Providence Resources was the first licensee in the Porcupine Basin in 2004. The energy firm holds interests in licenses all over Ireland, including the Celtic Sea Basin, the Kish Bank Basin, the Goban Spur Basin, the St. George’s Basin, the northern Porcupine Basin and the southern Porcupine Basin. The company currently has “multiple assets” ready for drilling, O’Reilly said. Off the west coast of Ireland, Providence expects to drill its 58-percent owned Spanish Point appraisal project, operated by Cairn, and the Dunquin South, Drombeg/Druid and Newgrange prospects, which have estimated P50 resources REC in excess of one billion barrels of oil equivalent each, across 2017 and 2018.
Looking ahead to the next decade, O’Reilly predicts that Ireland’s offshore oil and gas sector will achieve significant growth.
“We see a very much expanding oil and gas sector, with a great deal of activity planned in the years ahead,” said O’Reilly.
“Already, in the past 6 months, we have seen some major changes. The commencement of production from the Shell-operated Corrib gas field in December 2015 represented the first new exploration and production asset to be developed in over 30 years. This was followed by the huge success of the Licensing Round, which is another major new step change for Ireland and this should result in far more wells being drilled in the years ahead. Ultimately, the speed by which Ireland’s offshore oil and gas industry expands will depend, not only on oil prices, but also the success of future drilling campaigns.
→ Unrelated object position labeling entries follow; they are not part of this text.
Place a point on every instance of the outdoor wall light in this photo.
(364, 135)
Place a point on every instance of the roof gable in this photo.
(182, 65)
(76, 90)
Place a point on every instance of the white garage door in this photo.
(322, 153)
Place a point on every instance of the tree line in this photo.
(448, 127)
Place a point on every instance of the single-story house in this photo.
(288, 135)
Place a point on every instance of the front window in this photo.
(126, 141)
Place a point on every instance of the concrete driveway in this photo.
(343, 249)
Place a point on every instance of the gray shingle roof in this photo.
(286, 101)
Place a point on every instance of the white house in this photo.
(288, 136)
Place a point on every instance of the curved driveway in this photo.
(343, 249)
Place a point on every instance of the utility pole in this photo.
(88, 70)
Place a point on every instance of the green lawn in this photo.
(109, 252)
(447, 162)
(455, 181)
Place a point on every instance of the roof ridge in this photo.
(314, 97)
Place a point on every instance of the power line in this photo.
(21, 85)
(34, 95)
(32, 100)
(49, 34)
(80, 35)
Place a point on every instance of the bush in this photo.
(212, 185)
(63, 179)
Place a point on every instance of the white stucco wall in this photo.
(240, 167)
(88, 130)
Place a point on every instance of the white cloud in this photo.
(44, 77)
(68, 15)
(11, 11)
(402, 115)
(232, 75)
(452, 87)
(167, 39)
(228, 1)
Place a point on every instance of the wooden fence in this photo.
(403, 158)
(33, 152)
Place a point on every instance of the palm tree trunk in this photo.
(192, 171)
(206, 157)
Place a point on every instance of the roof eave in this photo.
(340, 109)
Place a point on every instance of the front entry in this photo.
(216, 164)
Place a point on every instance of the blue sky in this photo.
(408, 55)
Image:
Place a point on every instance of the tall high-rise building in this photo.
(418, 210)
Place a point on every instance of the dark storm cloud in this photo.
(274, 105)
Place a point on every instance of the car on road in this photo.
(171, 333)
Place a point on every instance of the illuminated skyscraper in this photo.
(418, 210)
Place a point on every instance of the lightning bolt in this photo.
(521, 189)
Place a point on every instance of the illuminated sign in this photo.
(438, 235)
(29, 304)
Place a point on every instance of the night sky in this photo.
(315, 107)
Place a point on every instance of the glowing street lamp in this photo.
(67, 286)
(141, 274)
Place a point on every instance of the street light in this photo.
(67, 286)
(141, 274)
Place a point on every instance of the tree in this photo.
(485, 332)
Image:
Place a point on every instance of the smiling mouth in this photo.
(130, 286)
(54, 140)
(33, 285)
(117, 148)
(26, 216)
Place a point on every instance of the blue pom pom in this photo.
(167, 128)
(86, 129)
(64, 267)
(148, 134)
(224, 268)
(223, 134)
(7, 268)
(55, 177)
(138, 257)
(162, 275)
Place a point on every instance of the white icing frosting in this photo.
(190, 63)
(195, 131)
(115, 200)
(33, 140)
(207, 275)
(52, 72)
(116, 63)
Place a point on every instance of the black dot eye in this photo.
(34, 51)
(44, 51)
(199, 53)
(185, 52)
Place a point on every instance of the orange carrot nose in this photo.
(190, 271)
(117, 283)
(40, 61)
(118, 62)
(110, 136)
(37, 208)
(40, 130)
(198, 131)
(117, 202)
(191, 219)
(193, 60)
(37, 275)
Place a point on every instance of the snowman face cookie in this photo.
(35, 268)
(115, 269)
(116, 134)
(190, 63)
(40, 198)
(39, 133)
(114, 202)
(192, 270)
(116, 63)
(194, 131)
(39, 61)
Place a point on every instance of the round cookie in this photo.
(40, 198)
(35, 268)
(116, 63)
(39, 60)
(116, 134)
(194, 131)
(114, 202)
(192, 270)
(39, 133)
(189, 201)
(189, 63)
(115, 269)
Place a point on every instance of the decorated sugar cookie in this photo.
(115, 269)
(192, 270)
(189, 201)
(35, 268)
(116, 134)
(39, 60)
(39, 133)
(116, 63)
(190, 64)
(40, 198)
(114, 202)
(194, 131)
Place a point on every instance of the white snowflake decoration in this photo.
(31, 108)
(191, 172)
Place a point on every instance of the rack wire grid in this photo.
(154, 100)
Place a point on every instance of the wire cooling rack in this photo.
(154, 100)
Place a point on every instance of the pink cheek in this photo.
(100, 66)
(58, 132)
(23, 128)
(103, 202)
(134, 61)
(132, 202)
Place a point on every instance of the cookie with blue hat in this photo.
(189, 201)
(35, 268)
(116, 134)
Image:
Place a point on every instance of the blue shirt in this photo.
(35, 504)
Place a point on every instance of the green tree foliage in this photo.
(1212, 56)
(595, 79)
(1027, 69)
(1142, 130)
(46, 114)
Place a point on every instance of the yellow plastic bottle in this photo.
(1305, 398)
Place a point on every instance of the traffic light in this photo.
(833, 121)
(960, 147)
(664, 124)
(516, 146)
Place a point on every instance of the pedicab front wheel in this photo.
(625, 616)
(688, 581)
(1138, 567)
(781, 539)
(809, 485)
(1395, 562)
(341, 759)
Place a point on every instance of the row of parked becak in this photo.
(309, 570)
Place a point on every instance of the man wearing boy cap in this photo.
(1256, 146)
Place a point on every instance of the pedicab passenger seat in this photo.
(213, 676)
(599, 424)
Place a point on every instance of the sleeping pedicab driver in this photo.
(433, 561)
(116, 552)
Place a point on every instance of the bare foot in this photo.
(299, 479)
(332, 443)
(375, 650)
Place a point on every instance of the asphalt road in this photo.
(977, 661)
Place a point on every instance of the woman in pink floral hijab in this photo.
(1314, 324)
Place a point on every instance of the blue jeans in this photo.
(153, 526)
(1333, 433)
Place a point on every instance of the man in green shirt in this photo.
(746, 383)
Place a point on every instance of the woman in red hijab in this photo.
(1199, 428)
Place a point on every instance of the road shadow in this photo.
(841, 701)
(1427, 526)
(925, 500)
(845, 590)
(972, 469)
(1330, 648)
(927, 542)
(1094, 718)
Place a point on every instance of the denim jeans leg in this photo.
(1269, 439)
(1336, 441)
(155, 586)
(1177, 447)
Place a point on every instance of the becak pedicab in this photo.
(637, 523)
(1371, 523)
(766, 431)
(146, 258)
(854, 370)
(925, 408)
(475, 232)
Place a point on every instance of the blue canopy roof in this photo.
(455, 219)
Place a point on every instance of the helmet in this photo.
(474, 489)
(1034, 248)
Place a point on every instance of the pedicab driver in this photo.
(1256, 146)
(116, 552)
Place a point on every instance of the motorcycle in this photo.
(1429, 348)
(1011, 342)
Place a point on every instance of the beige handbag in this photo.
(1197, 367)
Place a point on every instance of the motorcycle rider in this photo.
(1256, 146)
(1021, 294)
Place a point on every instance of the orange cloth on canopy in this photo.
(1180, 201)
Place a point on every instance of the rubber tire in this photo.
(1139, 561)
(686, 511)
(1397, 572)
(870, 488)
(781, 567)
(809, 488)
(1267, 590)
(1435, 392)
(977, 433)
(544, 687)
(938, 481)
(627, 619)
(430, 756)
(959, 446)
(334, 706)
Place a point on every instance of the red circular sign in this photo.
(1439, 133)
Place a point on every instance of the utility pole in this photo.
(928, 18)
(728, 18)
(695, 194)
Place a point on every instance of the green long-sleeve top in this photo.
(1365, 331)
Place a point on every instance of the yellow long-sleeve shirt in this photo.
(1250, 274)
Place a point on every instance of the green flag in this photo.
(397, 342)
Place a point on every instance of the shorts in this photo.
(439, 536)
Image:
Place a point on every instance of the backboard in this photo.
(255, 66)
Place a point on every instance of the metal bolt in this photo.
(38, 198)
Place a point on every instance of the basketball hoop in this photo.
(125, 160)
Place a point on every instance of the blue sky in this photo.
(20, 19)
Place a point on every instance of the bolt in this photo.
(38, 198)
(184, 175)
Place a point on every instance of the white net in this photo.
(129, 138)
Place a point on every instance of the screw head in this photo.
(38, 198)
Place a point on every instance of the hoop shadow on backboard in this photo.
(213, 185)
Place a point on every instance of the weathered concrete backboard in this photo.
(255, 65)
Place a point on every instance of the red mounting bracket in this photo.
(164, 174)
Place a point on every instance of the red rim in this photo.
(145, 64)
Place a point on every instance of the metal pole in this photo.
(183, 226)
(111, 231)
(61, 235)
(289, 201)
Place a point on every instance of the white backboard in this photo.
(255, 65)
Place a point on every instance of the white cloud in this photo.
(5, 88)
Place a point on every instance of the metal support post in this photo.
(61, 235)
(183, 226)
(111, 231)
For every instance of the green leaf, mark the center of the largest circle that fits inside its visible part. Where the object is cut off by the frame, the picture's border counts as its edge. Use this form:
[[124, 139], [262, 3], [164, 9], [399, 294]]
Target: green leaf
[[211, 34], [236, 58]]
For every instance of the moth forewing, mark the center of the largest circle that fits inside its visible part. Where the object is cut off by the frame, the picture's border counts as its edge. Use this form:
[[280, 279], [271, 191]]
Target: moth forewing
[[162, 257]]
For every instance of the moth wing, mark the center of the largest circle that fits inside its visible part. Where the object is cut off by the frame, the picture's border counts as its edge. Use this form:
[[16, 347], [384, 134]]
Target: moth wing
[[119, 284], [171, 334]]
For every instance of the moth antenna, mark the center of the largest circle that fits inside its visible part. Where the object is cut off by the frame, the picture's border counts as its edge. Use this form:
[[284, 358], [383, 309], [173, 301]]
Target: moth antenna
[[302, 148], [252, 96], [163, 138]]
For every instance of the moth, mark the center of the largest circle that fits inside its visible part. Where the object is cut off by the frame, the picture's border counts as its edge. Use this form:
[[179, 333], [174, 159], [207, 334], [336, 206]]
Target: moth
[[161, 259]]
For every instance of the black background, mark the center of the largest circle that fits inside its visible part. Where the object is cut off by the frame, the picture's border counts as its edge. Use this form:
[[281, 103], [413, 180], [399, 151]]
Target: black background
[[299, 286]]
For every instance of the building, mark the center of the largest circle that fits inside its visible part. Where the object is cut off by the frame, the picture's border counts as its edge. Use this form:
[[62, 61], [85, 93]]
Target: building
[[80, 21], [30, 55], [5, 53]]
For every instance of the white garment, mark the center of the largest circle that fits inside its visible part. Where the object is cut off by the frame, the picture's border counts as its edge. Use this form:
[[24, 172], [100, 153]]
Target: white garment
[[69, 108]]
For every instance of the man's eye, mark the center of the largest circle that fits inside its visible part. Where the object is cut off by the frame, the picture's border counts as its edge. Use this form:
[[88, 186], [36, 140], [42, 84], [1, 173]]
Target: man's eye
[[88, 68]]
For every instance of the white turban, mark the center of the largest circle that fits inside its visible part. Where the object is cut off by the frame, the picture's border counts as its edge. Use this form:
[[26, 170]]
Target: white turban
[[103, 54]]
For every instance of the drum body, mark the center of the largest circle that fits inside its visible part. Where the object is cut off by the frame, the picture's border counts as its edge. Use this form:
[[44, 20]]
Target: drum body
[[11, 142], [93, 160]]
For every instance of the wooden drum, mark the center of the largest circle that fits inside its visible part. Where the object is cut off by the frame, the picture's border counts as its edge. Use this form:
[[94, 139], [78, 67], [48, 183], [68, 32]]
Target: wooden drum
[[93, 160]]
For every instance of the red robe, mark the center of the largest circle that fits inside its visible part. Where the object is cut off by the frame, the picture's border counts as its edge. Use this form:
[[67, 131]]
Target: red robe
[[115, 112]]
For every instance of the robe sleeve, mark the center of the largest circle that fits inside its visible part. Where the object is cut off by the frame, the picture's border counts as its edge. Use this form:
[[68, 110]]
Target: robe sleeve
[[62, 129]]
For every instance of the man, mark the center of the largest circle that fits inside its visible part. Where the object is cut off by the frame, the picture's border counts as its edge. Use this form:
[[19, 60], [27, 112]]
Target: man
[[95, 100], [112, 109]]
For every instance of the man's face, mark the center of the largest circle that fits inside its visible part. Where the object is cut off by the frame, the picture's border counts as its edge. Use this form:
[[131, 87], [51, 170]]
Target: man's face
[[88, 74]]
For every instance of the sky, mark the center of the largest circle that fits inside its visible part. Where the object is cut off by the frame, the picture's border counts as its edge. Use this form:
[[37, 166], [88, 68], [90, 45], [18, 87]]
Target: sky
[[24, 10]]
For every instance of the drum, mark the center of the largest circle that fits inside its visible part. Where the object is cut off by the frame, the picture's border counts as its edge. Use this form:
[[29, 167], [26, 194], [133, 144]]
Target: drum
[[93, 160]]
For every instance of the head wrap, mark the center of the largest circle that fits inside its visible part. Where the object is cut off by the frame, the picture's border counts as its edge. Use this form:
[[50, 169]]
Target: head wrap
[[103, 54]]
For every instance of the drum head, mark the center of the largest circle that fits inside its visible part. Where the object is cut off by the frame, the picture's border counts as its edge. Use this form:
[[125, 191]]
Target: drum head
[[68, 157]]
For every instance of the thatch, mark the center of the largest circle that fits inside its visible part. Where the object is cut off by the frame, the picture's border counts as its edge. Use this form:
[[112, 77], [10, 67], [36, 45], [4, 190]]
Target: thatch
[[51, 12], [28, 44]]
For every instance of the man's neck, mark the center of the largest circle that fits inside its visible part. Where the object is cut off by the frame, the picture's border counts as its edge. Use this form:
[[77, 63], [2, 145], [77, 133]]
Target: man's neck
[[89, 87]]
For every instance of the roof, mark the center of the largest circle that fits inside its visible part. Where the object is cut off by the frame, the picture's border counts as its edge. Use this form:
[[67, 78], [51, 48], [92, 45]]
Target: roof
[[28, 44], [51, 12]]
But with success with the drill bit, Ireland’s proximity to the North Sea and its interconnectivity to mainland Europe ensures that it has both the technical and service capabilities and markets to sell future production,” he added.
Putting to bed fears regarding the effects of a low oil price on Ireland’s flourishing oil and gas industry, O’Reilly stated that even “in this current price and cost environment, Ireland is internationally competitive.”
The Providence Chief Executive highlighted that “current applicable tax rates in Ireland [range] from a base of 25 percent to 55 percent” and stated that the sustainability of the Irish oil and gas sector is “equal to or better than the North Sea arena,” under current conditions.